Un objectif visé de 3 100 dispositifs fixes ou embarqués

D’où la volonté déjà ancienne de l’État de multiplier le nombre de Lapi en service. Dès 2019, un vaste appel d’offres aux fabricants avait été lancé pour acquérir 1 100 Lapi supplémentaires. Il n’avait cependant pas abouti pour d’obscures raisons. Partie remise en 2022 cette fois avec un plan nettement plus ambitieux… mais tellement complexe qu’il a été reporté à trois reprises, les fournisseurs-candidats ayant posé pas moins de 662 questions d’éclaircissement, générant de multiples modifications du cahier des charges fixé par l’administration.

En fait, le projet porte sur cinq marchés publics différents afin de multiplier les modes de surveillance ! L’État est prêt à mettre 55 millions d’euros (TTC) sur la table, et même le double si nécessaire, afin d’acquérir dès 2024 et sur quatre ans :

  • 884 Lapi fixes, qui seront installés en permanence sur un bâtiment, un pylône ou un panneau à message variable ;
  • 351 Lapi transportables destinés à des opérations ponctuelles, installables par exemple sur un trépied en bord de route ou sur un poteau ;
  • 1 297 Lapi sur véhicules sérigraphiés, c’est-à-dire de patrouille ;
  • 572 Lapi sur véhicules banalisés (notamment les voitures radars ?) pour plus de discrétion, avec une option pour en acquérir le double ;
  • des milliers de Lapi piéton destinés aux agents patrouillant à pied. Est évoqué le nombre colossal de 33 250 dispositifs !

Soit un minimum de 3 100 Lapi fixes, semi-fixes et embarqués. À raison de 4 capteurs demandés par site ou voiture, cela fait donc la bagatelle de 12 400 caméras à mettre en service en l’espace de quatre ans, auxquels s’ajouteront les dispositifs piétons ! Il est en outre question de faire appel aux capteurs fixes acquis par les collectivités territoriales et à ceux des entreprises privées, notamment les sociétés d’autoroutes, pour compléter le maillage.

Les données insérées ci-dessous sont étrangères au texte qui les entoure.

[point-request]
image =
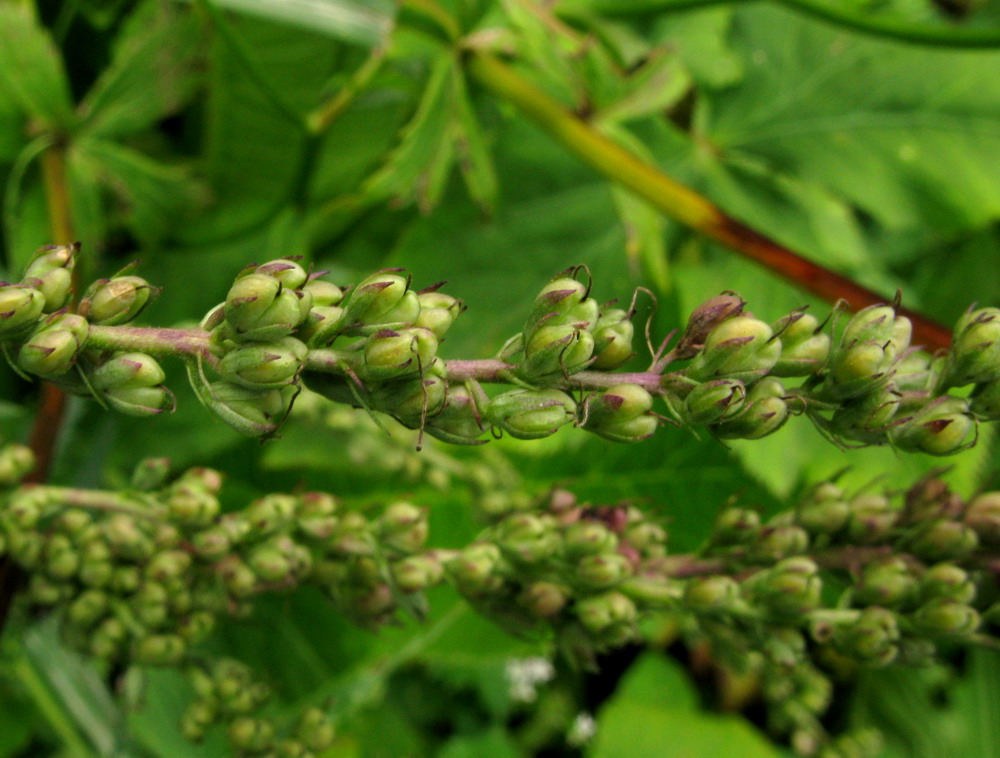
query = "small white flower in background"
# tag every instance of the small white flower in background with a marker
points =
(524, 675)
(582, 730)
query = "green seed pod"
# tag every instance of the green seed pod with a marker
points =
(286, 271)
(20, 308)
(128, 371)
(602, 571)
(556, 301)
(16, 462)
(711, 594)
(50, 271)
(255, 413)
(985, 401)
(872, 639)
(392, 354)
(323, 293)
(315, 729)
(790, 588)
(975, 353)
(946, 618)
(416, 573)
(764, 412)
(889, 582)
(264, 365)
(530, 414)
(602, 613)
(876, 323)
(555, 350)
(620, 414)
(373, 297)
(944, 540)
(613, 334)
(714, 401)
(949, 581)
(116, 301)
(860, 368)
(438, 312)
(259, 308)
(476, 570)
(983, 516)
(740, 347)
(403, 527)
(942, 427)
(804, 346)
(588, 538)
(458, 421)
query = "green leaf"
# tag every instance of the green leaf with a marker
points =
(153, 195)
(30, 67)
(158, 43)
(366, 23)
(654, 715)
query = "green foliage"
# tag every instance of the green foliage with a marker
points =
(202, 136)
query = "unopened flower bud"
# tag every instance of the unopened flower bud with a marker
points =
(544, 599)
(261, 366)
(50, 271)
(804, 346)
(983, 515)
(392, 354)
(713, 401)
(20, 308)
(712, 593)
(259, 308)
(315, 729)
(613, 334)
(764, 412)
(704, 319)
(872, 639)
(740, 347)
(16, 461)
(621, 413)
(975, 352)
(599, 614)
(111, 302)
(530, 414)
(286, 271)
(555, 350)
(947, 580)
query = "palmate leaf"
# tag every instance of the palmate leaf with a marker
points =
(151, 75)
(907, 134)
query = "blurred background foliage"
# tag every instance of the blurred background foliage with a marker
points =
(200, 136)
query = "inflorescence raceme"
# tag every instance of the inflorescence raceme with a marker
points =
(863, 579)
(375, 346)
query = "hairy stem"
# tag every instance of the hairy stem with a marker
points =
(679, 201)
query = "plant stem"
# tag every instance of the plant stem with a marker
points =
(680, 202)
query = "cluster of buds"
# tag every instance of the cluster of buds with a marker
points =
(145, 575)
(564, 565)
(45, 337)
(375, 346)
(228, 695)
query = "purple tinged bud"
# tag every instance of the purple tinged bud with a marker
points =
(116, 301)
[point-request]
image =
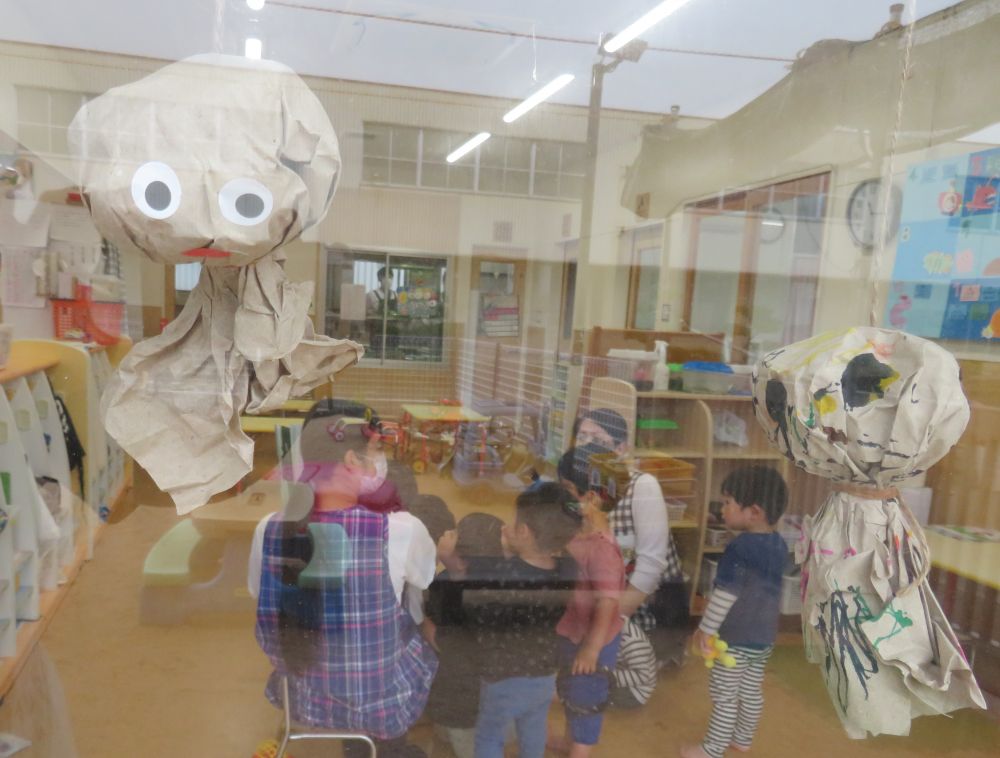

Tout repérer, y compris le nombre de passagers

C’est qu’en termes de prestations, outre le numéro d’immat relevé par Lapi, les dispositifs vont fournir de jour comme de nuit des images contexte de chaque véhicule croisé dans un rayon de 180° – marque, modèle, couleur, nombre d’occupant(s) – qu’il soit en mouvement jusqu’à 180 km/h (quelle que soit la file de circulation) ou en stationnement (même en épi ou dans un parking). Tous les capteurs fonctionneront en permanence, automatiquement dès le démarrage du véhicule pour ceux embarqués, avec une autonomie propre d’au moins huit heures pour ne pas tirer sur la batterie.

Pour une efficacité maximale, fini le système actuel qui imposait à une patrouille, avant chaque démarrage, d’importer le fichier de véhicules recherchés depuis une clé USB. Désormais, tout va se faire en 3, 4 ou 5G – y compris les dispositifs anciens qui seront modernisés –, en contact permanent avec un serveur central de traitement commun à la police, à la gendarmerie et aux douanes. Pour cela, « le ministère de l’Intérieur prévoit la mise en place d’un système de communication critique et de transmission de données pour l’ensemble des forces de sécurité et de secours au cours de l’année 2024. Ces services seront fournis par le Réseau Radio du Futur (RRF). »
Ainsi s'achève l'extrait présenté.